Britain's financial regulator said yesterday it had slapped a record £33.32 million fine on a unit of US banking giant JP Morgan for having failed to properly protect client money over a period of seven years.

The fine amounts to €40 million or $49 million.

The Financial Services Authority said that under current rules a company is required to keep client money separate from its own funds, thereby protecting client money in the event the company goes bankrupt.

The FSA said it had determined that between November 1, 2002 and July 8, 2009, JP Morgan Securities Limited failed to segregate client funds held by its futures and options business with JPMorgan Chase Bank. It found that the money was kept in an "unsegregated" account with the bank.

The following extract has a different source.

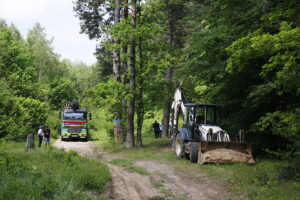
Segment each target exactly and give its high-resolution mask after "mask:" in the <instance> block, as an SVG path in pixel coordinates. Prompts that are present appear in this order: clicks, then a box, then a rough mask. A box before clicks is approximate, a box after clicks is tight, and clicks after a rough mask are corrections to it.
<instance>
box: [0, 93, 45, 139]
mask: <svg viewBox="0 0 300 200" xmlns="http://www.w3.org/2000/svg"><path fill="white" fill-rule="evenodd" d="M0 107H1V111H0V137H4V138H5V140H18V141H20V140H23V139H24V138H25V137H26V135H27V134H29V133H35V132H36V131H37V129H38V127H39V125H40V124H44V123H45V121H46V118H47V113H48V108H47V106H46V104H45V103H42V102H40V101H39V100H35V99H31V98H25V97H15V96H4V98H3V99H1V100H0Z"/></svg>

During the seven-year period, the amount of client money held by the futures and options business of JP Morgan Securities Limited ranged from $1.9 billion to $23 billion.

"Had the firm become insolvent at any time during this period, this client money would have been at a risk of loss," the FSA contended.

FSA director of enforcement Margaret Cole said: "This penalty sends out a strong message to firms of all sizes that they must ensure client money is segregated in accordance with FSA rules.

"Firms need to sit up and take notice - we have several more cases in the pipeline."

The agency described the infraction as an "error" that occurred after the merger of JP Morgan and Chase.

It said the action by JP Morgan Securities Limited had not been deliberate and was in fact revealed by the company itself.

The amount of the fine amounted to one per cent of the average amount of unsegregated client money by JP Morgan Securities Limited with JPMorgan Chase Bank.

But the FSA said that because JP Morgan had cooperated in the investigation, the fine had been reduced by 30 per cent.